We want to escape the tensions of ambiguity and uncertainty, but the more energy we put into one pole of a duality, the more it takes the charge of its opposite. So what are we to do?

How can we be free of the grip of such dualities? Chaos suggests that irony, metaphor, and humor help to move us beyond duality into a new clarity of vision. Art, music, theater, and sacred ritual all employ rich, ambiguous forms to escape from the trap of duality, as do the disciplines of many of the world’s wisdom traditions. For example, the Sufis, or Moslem mystics, often employ a subtle form of humor to foster insight, as in this story: “A man once asked a camel whether he preferred going uphill or downhill. The camel said, ‘What is important to me is not the uphill or downhill—it is the load!’

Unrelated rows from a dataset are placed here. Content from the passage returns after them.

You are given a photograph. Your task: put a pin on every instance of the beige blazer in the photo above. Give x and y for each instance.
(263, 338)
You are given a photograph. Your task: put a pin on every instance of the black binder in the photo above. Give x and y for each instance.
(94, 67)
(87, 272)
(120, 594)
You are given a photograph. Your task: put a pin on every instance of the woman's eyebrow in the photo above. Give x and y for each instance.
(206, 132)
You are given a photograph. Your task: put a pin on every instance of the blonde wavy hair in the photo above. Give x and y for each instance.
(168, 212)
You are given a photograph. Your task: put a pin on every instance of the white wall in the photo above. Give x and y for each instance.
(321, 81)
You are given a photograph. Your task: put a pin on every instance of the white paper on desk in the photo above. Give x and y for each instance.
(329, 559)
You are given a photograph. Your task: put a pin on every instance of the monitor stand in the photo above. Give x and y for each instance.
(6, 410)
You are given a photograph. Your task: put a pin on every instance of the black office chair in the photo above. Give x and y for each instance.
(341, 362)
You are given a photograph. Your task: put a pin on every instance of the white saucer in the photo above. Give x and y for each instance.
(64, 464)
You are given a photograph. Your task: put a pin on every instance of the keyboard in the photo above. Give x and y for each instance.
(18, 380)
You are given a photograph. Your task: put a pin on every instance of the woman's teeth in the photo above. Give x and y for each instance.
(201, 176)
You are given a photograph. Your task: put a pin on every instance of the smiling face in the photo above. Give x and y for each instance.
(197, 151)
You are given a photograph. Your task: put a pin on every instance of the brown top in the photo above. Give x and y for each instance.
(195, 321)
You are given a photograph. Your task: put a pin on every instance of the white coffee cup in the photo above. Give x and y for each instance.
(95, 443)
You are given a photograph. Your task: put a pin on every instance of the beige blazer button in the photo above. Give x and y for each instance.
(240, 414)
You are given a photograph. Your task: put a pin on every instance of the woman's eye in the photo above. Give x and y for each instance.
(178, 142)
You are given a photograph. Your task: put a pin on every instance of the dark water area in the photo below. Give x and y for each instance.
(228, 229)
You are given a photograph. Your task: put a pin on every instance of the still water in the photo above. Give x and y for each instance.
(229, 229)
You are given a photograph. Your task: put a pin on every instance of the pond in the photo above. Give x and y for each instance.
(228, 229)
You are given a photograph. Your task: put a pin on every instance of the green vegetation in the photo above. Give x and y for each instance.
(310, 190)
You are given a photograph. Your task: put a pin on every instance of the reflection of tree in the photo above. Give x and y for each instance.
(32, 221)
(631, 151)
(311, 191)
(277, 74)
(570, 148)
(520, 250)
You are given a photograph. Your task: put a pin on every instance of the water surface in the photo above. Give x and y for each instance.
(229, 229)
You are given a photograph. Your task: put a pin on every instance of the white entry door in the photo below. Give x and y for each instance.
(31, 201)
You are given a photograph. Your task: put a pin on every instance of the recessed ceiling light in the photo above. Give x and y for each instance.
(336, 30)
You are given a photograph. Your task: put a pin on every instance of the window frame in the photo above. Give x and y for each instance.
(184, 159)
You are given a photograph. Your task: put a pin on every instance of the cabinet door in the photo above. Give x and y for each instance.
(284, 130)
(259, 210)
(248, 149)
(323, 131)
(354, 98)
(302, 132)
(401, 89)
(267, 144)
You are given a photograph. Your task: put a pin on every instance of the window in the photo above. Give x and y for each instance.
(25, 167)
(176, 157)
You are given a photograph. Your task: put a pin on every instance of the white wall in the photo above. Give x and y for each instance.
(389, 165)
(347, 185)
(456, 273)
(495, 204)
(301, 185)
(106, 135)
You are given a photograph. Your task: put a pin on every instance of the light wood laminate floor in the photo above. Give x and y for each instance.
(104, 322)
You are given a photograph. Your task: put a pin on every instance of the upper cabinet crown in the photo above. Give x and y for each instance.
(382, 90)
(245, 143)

Chaos theory, with its simultaneous acceptance of simplicity and complexity, order and chaos, ‘one‘ and ‘many‘, ‘self‘ and ‘other‘, comes closest to the world’s traditional wisdom as suggested by the Sufi story. Chaos invites us to adopt new strategies of life, to walk the tightrope between oversimplifying choices by ignoring subtlety and overcomplicating direct action and clear decisions. 

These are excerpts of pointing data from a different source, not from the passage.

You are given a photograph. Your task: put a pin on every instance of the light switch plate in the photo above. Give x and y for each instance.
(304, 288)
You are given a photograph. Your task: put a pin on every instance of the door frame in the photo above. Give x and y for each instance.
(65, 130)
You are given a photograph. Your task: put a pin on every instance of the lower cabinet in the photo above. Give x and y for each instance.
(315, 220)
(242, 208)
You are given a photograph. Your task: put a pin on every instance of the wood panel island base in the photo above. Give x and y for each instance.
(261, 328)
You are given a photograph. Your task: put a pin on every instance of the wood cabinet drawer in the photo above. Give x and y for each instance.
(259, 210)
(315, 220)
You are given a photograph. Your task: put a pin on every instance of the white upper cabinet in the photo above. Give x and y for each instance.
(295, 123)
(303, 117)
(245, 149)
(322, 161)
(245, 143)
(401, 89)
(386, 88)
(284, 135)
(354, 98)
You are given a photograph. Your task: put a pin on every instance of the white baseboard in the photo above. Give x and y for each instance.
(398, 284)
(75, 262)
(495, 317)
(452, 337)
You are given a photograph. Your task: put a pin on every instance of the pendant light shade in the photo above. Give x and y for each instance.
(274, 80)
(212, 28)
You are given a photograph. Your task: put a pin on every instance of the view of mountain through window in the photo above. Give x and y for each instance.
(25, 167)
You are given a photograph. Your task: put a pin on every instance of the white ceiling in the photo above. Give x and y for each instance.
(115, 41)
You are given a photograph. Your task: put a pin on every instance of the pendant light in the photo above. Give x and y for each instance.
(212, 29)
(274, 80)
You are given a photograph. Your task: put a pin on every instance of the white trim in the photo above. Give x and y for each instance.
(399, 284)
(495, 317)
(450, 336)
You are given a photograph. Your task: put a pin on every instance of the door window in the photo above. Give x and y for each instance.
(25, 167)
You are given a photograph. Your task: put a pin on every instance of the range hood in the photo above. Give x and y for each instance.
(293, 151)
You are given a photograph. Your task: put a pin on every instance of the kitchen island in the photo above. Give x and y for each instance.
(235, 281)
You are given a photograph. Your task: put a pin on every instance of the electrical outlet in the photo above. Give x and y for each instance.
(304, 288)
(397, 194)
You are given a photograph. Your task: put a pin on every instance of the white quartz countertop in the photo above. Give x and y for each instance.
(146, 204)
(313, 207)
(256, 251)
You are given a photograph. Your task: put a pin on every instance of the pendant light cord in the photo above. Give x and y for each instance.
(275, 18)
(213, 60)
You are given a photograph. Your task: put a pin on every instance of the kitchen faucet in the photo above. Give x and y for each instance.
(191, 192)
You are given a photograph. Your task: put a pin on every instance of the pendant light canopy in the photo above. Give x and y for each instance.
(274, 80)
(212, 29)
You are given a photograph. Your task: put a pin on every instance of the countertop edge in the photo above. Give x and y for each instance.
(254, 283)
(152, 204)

The brain has a nasty habit of clinging to its simplified way of framing something so that after a time the frame becomes the reality. But we shouldn’t despair over our faulty projections, stereotypes, and habitual prejudices. Chaos theory tells us we were also born with the power to overcome them. At every turn, we meet our natural ability to detect the movement of small sensations beyond dualities. For example, the language we speak is perfectly adapted to encompassing that vast range of orders from simplicity to unlimited complexity. We can formulate explicit instructions for making a meal or write poetry filled with ambiguity, metaphor, and paradox. By applying the “art” of the simplicity and complexity paradox, we can touch the force of life that flows into and beyond our abstractions.